On Tuesday, May 12, López Obrador spoke candidly during his daily morning press conference about his own personal interference into the electoral process.
“Of course I am, of course I am,” he said when asked if he was putting his hand into the elections. “If I made it known here, if it’s in the public domain, I’m saying it: We can’t be accomplices to the fraud.”
He went on to say, “I always say what I think … and I’m going to keep saying it.”
AMLO’s public acknowledgement of his constitutional violation could very well have legal repercussions, experts say.
“The problem here is that the president invited Mexico’s governors to sign a pact so that they would not put their hands into the election, and he did so with the purpose of tying their hands. Tied for them, but not for him because in the following hours he kept getting in and out,” said Alfonso Zárate, referring to AMLO’s self-written pact, signed by the nation’s governors at his behest, to not interfere with the country’s electoral process for the upcoming June midterms.

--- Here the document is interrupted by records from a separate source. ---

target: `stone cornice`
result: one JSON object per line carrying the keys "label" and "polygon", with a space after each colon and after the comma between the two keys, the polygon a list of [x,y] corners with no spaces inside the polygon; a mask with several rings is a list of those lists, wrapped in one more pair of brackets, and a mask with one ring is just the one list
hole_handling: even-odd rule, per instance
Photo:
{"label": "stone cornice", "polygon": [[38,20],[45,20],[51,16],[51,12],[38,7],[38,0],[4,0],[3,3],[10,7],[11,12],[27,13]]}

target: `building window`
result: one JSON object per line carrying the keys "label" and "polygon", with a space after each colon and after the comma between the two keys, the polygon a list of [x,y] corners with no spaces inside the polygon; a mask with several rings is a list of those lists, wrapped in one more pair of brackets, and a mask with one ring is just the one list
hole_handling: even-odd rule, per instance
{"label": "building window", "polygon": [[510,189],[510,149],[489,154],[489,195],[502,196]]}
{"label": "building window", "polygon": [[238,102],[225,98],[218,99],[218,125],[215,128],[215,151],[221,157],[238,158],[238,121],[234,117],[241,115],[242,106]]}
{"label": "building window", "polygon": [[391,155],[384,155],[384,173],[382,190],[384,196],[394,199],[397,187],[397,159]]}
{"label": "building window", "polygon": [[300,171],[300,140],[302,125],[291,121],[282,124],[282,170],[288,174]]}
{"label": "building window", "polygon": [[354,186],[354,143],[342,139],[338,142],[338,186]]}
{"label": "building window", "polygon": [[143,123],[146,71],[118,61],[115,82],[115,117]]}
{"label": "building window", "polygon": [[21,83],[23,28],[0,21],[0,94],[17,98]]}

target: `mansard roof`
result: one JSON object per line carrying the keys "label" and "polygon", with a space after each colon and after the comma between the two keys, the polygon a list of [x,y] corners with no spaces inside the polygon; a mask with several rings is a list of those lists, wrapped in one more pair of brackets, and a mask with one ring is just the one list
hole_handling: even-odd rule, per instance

“The consequences will come soon, because the corresponding complaints will be presented, the National Electoral Institute (INE) and its Complaints Commission will have to decide on the precautionary measures that they requested from him and another scandal will come,” said Formal Electoral Councilor Arturo Sánchez Gutiérrez.
Formal Electoral Councilor Benito Nacif Hernández warned that AMLO’s actions are violating the constitution and the democracy he claims to uphold.
“He swore to obey the constitution and the laws that emanate from it. The example he is setting is that he is above the law and does whatever he wants. That is dangerous in a democratic system,” said Nacif Hernández.
The electoral expert said opposition parties to AMLO’s National Regeneration Movement (Morena) would likely file complaints with the INE, though it would ultimately be up to the nation’s Tribunal of the Federal Judicial Power (TEPJF), which has repeatedly let AMLO’s infractions slide by without repercussion, giving him the sense of impunity that empowers his present speech.
“The problem is that the TEPJF has done nothing, as they did with (former President Felipe) Calderón when he gave a press conference and there were elections in four states. He had violated Article 41 of the Mexican Constitution.”
López Obrador should not be able to publicly speak on election fraud when he is violating the constitution himself, said Maite Azuela Gómez, a public policy professor at the University of Concordia in Canada.
“His position is contradictory, if what he intends is for electoral norms are respected, the president would have to be the first to not interfere, not even with any statement.”